George, Richard P.1, Bertrand de Monteynard1, Martine J. Hardy2, Nurlan I. Muratov1, Christopher G. Willan1, George J. Grabowski1, John C. Mitchell1, D. Mark Steinhauff1, Will B. Maze1, Keith C. King1, John K. King1, Charles R. Beeman1, James A. Lopez1, Jean-Christophe Sempere1, Ron J. Kleist2 (1) ExxonMobil Exploration Company, Houston, TX, (2) ExxonMobil Upstream Research Company, Houston, TX

 

We have integrated the Mesozoic-Cenozoic stratigraphy of the Arabian plate (from north­western Saudi Arabia and southern Iraq to Oman and northern Yemen) into a second- and third-order sequence-stratigraphic framework, from which we infer the following structural and tectonic characteristics:

1. Large regions have low structural dips (typically < 1o; rarely > 5o) that persist withlittle change of dip azimuth for tens to hundreds of km. The low dips contribute to the per­ception that much of the study area was a “stable” platform. Areas of high dips are associ­ated with deformation fronts of the Oman and Zagros Mountains and with mobilized InfraCambrian Hormuz salt.
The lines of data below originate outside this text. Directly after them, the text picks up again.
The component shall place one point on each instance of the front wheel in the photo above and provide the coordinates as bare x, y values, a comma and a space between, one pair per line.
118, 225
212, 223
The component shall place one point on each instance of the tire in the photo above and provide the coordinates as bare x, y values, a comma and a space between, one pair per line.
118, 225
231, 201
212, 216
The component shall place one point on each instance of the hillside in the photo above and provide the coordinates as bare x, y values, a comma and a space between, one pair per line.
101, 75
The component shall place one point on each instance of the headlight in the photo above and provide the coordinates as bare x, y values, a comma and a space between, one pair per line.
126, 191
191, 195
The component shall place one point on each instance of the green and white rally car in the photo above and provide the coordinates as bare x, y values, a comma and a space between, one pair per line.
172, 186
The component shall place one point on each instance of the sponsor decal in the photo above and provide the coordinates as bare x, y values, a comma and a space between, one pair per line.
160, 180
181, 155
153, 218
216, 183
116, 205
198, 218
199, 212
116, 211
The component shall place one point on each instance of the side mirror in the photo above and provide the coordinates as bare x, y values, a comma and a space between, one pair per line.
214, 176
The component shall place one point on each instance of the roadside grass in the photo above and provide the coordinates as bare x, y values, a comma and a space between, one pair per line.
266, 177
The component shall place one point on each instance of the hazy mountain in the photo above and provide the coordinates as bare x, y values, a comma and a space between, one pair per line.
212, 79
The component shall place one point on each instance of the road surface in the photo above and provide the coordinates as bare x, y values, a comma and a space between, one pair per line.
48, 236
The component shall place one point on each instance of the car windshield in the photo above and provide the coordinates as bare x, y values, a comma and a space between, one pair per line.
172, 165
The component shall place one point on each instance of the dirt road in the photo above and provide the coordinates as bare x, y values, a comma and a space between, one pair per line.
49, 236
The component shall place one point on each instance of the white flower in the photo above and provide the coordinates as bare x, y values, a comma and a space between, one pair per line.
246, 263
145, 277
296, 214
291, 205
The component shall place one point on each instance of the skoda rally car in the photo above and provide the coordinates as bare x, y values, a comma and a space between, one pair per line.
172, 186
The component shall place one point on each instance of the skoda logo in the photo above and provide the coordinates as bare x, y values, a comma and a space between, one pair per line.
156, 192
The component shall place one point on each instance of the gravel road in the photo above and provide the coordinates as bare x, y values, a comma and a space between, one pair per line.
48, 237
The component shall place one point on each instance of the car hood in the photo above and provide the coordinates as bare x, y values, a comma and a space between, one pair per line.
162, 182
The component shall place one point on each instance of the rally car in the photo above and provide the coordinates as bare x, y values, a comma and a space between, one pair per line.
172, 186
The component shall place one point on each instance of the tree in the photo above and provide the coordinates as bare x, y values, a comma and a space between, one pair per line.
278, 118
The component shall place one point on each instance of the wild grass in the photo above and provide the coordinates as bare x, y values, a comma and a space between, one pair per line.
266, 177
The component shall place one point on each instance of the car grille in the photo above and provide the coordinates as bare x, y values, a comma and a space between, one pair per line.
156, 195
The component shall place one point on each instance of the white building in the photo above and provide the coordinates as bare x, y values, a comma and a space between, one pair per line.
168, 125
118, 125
2. Second-order sequence boundaries in the “stable” platform are low-angle (typically <1o; rarely > 5o ) unconformities. The unconformities are laterally persistent and can have constant direction of increasing downcutting over hundreds of km. Section missing at five tectonically-enhanced unconformities (Hettangian, Toarcian, mid-Tithonian, Turonian, and Maastrichtian) exceeds 300 m over broad areas (> 50,000 km2), belying the platform’s apparent “stability”.

3. The area is tectonically quiet for long intervals (25 to 50 Ma) and tectonically dis­turbed during short intervals (2 to 10 Ma).

4. Map patterns of amount of erosion suggest that broad upwarping (wavelengths > 100km) rather than block-faulting is the major mechanism that created topographic relief dur­ing erosion (Maastrictian event excepted).

We interpret most of the broad upwarps as thermal welts that overlay zones of mantle upwelling associated with rift and drift of other former parts of Gondwana from Arabia.